Mason returned to Harvard as a MRSEC Postdoctoral Fellow in 2001, where she was elected junior fellow in the Harvard Society of Fellows. In 2005, Mason joined the University of Illinois at Urbana–Champaign as an assistant professor. In 2014 she was appointed a John Bardeen Faculty Scholar in Physics at University of Illinois at Urbana–Champaign. In 2016 she was promoted to full Professor. As of 2018, Mason was a General Councillor for the American Physical Society.

On October 1, 2023, Mason was appointed Dean of the University of Chicago's Pritzker School of Molecular Engineering, succeeding Matthew J. Tirrell.

===Research===

In 2006, Mason was on a team that was first to demonstrate the non-equilibrium Kondo effect, and in 2011 she was on a team that observed individual superconducting bound states in graphene-based systems.
In the 2014-2018 period, Mason's research focused on carbon nanotubes, graphene, nanostructured semiconductors and topological insulators. In these systems she has concentrated on electron interactions, and how to apply her understanding to quantum computing.

== Service and outreach ==
As of 2017, Mason was Chair of the APS Committee on Minorities, and was featured by the National Society of Black Physicists for Black History Month in 2017. Also in 2017, she discussed the limit on the size of electronics and impact of novel nanomaterials on the "Saturday Physics for Everyone 2017" program of the UIUC YouTube channel.

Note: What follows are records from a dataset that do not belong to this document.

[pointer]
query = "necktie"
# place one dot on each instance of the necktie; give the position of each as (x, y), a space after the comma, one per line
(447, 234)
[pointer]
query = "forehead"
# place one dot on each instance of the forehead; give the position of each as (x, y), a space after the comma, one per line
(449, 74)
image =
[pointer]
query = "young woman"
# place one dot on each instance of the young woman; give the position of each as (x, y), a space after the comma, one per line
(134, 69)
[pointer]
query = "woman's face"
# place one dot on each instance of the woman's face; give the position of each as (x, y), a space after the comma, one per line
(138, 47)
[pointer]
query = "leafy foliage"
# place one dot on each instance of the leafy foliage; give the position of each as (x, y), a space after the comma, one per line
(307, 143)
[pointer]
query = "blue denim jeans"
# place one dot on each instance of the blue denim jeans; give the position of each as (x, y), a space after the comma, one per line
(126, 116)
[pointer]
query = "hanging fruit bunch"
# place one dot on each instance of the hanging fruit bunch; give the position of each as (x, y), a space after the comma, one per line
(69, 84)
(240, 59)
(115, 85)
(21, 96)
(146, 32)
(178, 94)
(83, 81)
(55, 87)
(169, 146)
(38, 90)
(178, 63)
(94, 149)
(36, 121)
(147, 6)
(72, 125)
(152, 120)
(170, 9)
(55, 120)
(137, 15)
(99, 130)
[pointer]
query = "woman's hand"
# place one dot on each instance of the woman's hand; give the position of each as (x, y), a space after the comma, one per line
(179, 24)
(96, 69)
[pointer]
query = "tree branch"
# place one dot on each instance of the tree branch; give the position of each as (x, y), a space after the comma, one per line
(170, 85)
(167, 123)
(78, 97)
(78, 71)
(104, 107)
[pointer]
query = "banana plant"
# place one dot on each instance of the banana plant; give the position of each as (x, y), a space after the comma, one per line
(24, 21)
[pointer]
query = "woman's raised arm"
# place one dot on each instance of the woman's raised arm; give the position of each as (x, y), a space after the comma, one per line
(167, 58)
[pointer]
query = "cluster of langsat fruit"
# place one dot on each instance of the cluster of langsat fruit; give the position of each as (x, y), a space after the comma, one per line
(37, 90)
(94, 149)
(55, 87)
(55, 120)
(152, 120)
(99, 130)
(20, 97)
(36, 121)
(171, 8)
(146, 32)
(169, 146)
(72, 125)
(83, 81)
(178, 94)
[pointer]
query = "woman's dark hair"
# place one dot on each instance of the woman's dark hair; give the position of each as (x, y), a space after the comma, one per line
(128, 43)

In November 2019, Mason gave a TED talk called, "How to spark your creativity, scientifically."

In 2026, Mason was chosen to be a member of the Department of Energy's Office of Science Advisory Committee.

== Honors and awards ==
- 2021 - Elected to the American Academy of Arts and Sciences, and to the US National Academy of Sciences
- 2020 - Edward A. Bouchet Award, American Physical Society
- 2018 - Fellow, American Physical Society
- 2013 - Dean's Award for Excellence in Research, University of Illinois at Urbana–Champaign
- 2012 - Maria Goeppert Mayer Award, American Physical Society
- 2009 - Denice Denton Emerging Leader Award Anita Borg Institute Women of Vision Awards
- 2008 - Diverse Magazine "Emerging Scholar"
- 2007 - National Science Foundation CAREER award

Mason is also described as having been named a Woodrow Wilson Career Enhancement Fellow, the dates of which is unclear from the sources.

==Personal life==
As of a September 2011 interview, Mason was indicated as being married (husband, Dillon), and having two daughters.